Historia
La parisina, capítulo XIII
Muniagurria
Muniagurria tenía cincuenta y un años cuando conoció a Albertine. Había nacido en Buenos Aires, una mañana destemplada de marzo de 1871, en plena tempestad de la fiebre amarilla.
Su padre, un hombre estoico y decidido (y que por su situación social hubiese podido embarcar hacia Europa u otro destino) decidió permanecer en la ciudad ayudando a los convalecientes, desamparados y agonizantes. Sin ser médico, asistió a los enfermos con la aplicación de compresas frías, baños semanales y rezos diarios al pie de las camas.
Dotado de una fuerza física casi descomunal, depositaba los cadáveres de los muertos más humildes en las carretas funerarias encargadas del "último viaje" hacia el antiguo Cementerio de la Chacarita y transportaba los féretros que él mismo compraba hasta el interior de las casas del vecindario en el barrio de San Telmo.
También colaboraba en las innumerables cremaciones diarias. Su hijo Enrique había heredado de él la "bravura" y su don de gentes. A todo eso agregaba un enciclopedismo que se expresaba en el estudio de las materias más diversas y una sed de aventuras manifestada en viajes continentales. En París había tomado clases de estética en la "Ecole du Louvre", frecuentando, además, el cenáculo literario, artístico y financiero del "Cercle de la rue Royale".
Lector insaciable, asistía a las reuniones de los escritores modernistas de Buenos Aires y escribía sonetos de forma perfecta a los que su timidez impedía darles destino de imprenta. En la cena de la segunda noche en el trasatlántico compartió muchas de sus inquietudes e intuiciones con Albertine.
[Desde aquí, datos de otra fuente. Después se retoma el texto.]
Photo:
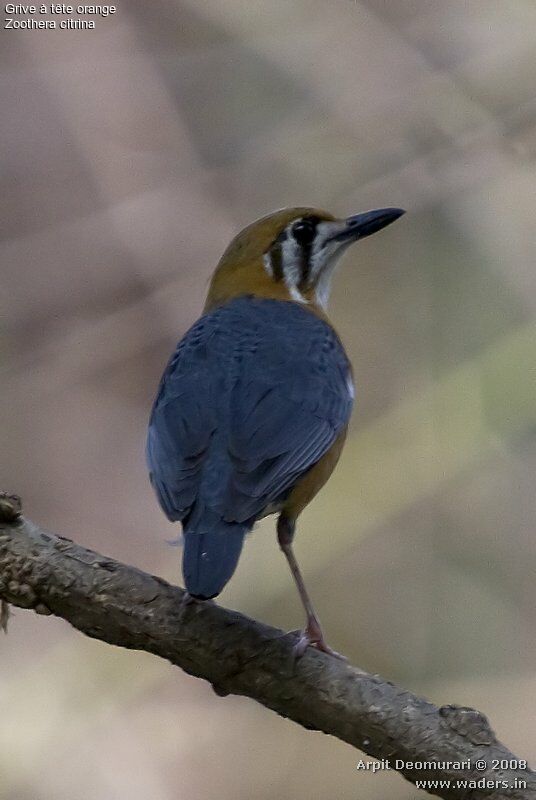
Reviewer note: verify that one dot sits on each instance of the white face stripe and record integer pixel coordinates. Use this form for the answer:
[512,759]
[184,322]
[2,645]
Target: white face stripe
[322,259]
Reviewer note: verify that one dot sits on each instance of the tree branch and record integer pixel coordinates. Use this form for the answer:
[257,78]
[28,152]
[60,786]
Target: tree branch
[121,605]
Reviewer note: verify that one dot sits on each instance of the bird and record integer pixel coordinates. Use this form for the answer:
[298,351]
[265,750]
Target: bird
[252,410]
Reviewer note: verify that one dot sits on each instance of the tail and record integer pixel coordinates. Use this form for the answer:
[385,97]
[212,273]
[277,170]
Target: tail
[211,552]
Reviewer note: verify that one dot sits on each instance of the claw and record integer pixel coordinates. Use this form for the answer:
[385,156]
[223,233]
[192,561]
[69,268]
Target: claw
[312,635]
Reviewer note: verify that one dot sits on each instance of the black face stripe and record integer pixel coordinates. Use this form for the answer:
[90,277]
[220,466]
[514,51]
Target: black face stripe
[276,256]
[304,233]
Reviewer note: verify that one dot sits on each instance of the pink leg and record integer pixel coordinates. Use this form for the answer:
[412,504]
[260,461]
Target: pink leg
[312,633]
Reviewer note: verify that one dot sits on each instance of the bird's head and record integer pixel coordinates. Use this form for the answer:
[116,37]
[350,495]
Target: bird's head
[291,254]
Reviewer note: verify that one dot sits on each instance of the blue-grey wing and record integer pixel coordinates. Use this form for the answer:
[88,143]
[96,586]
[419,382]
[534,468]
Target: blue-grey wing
[255,395]
[183,420]
[291,401]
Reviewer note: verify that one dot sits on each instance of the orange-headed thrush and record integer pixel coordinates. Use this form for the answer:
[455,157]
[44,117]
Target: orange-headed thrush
[252,410]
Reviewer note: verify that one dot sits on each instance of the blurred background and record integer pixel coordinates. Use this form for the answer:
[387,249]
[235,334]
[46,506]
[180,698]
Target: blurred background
[131,154]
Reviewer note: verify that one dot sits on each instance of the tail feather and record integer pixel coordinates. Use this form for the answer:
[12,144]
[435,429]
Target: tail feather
[210,555]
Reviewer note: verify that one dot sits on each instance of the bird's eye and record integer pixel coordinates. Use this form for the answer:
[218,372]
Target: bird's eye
[304,231]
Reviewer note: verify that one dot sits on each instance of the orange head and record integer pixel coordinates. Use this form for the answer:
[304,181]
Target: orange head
[290,255]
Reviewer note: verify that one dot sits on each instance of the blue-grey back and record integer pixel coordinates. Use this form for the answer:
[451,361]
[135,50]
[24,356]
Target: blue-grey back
[255,394]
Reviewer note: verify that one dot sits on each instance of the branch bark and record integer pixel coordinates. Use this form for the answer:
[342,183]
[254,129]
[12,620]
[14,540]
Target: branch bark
[121,605]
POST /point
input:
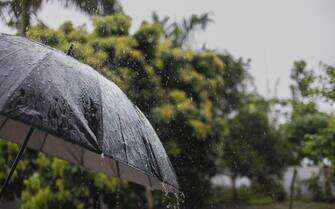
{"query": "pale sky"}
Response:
(271, 33)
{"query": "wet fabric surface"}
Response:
(46, 89)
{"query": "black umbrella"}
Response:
(54, 104)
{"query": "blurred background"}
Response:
(240, 92)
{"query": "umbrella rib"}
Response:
(118, 169)
(16, 161)
(101, 109)
(32, 70)
(3, 123)
(124, 140)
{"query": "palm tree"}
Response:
(19, 13)
(181, 33)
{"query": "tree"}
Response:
(186, 94)
(19, 13)
(181, 33)
(253, 147)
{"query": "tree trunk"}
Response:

El tratamiento mutuo evitaba el "voseo" y elegía la forma más elegante del "usted" - y eso, a pesar de las caricias y los besos frecuentes del intercambio amoroso-, como una forma de otorgar una suerte de distancia y perennidad a los temas tratados.
—¿Qué otra cosas, le gustan, además de la literatura, el alpinismo y la pintura? -preguntó Albertine, en uno de los intervalos de las demostraciones afectuosas.
—Muchas, además de usted -Muniagurria sonrió-. Creo que durante los días y noches que nos separan de Sudamérica podrá conocer algunas. A título de confidencia le cuento que practico la equitación y la esgrima y, que incluso, soy un buen boxeador. No es presunción. Tengo un temperamento poco "flemático", y en eso, admiro a los italianos.
—Eso es evidente-. Albertine tomó distancia y miró profundamente a Muniagurria-. A veces tengo la impresión de estar en presencia de una figura legendaria y fascinante, en un todo de acuerdo con la estatuaria de los griegos.
—Gracias. Me hace muy feliz su elogio. Usted es la que en realidad tiene una imagen incomparable e insustituible -Muniagurria tuvo que hacer un esfuerzo para controlar la emoción-. ¿Sabe que en estas veinticuatro horas he vivido lo que jamás esperé vivir? No exagero al decírselo.
—Usted sabe muy bien que nuestras expresiones de hoy pueden ser las decepciones del futuro -Albertine adoptó un semblante reposado y serio-. Tenemos que conocernos algo más.
—Es posible, pero no voy a poner límites a lo que siento -Muniagurria abandonó su sonrisa-. El tiempo puede obrar en contrario, qué duda cabe. Lo de hoy, de todas maneras, no forma parte de ese devenir.
Albertine besó a Muniagurria. Los cuidados y las prevenciones le parecieron absurdos e inútiles. Preguntó:
—¿Cómo sabe que no voy a abandonarlo?
Muniagurria respondió:
—Lo hará, no tengo ninguna duda. Mientras estemos unidos, seremos. Eso es lo que importa ahora.